The Baa2 systemic support input for Romanian banks is one notch above the
Baa3 local currency government debt rating. This uplift is predicated on
Moody's view of a "medium" risk of a system-wide banking crisis as well
as a "medium" likelihood of the government ring-fencing its own fiscal
position from the banking system. In addition, NBR's good regulatory and
supervisory framework provides some added comfort about Romania's ability
to provide systemic support to its banking system. In addition, it should
be noted that all three Romanian banks' deposit ratings continue to
benefit from external support coming from their European parent banks.

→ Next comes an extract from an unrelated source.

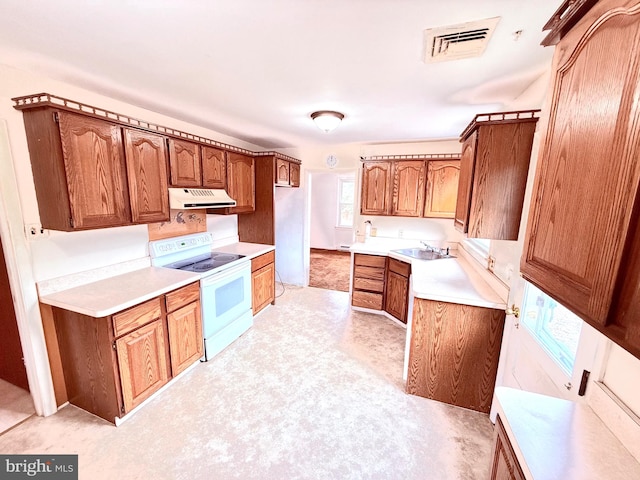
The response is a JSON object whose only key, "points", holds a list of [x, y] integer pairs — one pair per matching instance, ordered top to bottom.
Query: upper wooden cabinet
{"points": [[146, 156], [184, 163], [214, 167], [91, 173], [493, 174], [241, 180], [423, 187], [376, 188], [442, 188], [407, 199], [582, 241]]}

The BFSR of D+ for BRD, the majority-owned subsidiary of the French Group
Societe Generale, was downgraded to D in the wake of the deep economic
recession in Romania and its impact on the bank's asset quality and
earnings. The rating action was driven by the bank's reduced financial
flexibility, as reflected in depressed profitability, deteriorating asset
quality and reducing provision coverage levels. Although BRD remains well
capitalised with a capital adequacy ratio (CAR) of 12.3% as of September
2009, its net profits for the first nine months of 2009 declined 19%
year-on-year, mainly due to higher provisioning costs that increased by
almost 200%. During 2009, the bank's ratio of gross NPLs to gross loans
has increased significantly based on local standards (classified as
doubtful and loss), excluding any restructured loans, while the NPL
provisioning coverage without considering any collaterals was relatively
low at the end of September 2009.

Moody's believes that these challenges are better captured in BRD's new
BFSR of D (mapping to a Ba2 baseline credit assessment) in line with the
BFSR of the other two rated Romanian banks. Despite BRD's more prudent
lending practices over the past few months, its relatively high exposure
to the small and medium-sized enterprises (SMEs) segment makes its loan
book vulnerable to the effects of the economic recession. Looking ahead,
Moody's expects the elevated credit risk in Romania to continue exerting
pressure on all banks' earnings capacity and capitalisation levels.

Moody's previous rating action for all rated Romanian banks named above
was implemented on 22 June 2009 when the ratings were placed on review
for a possible downgrade.

The principal methodologies used in rating this issuer are "Bank Financial
Strength Ratings: Global Methodology", and "Incorporation of
Joint-Default Analysis into Moody's Bank Ratings: A Refined Methodology".
These can be found at www.moodys.com in the Rating Methodologies
sub-directory under the Research & Ratings tab. Other methodologies and
factors that may have been considered in the process of rating this
issuer can also be found in the Rating Methodologies sub-directory on
Moody's website.

Headquartered in Bucharest, Banca Comerciala Romana reported total assets
of RON70.8 billion (EUR16.9 billion) as of the end of September 2009.

Headquartered in Bucharest, BRD -- Groupe Societe Generale posted total
assets of RON47.9 billion (EUR11.4 billion) as of the end of September
2009.

Headquartered in Bucharest, Raiffeisen Bank had total assets of RON18
billion (EUR4.3 billion) as of the end of September 2009.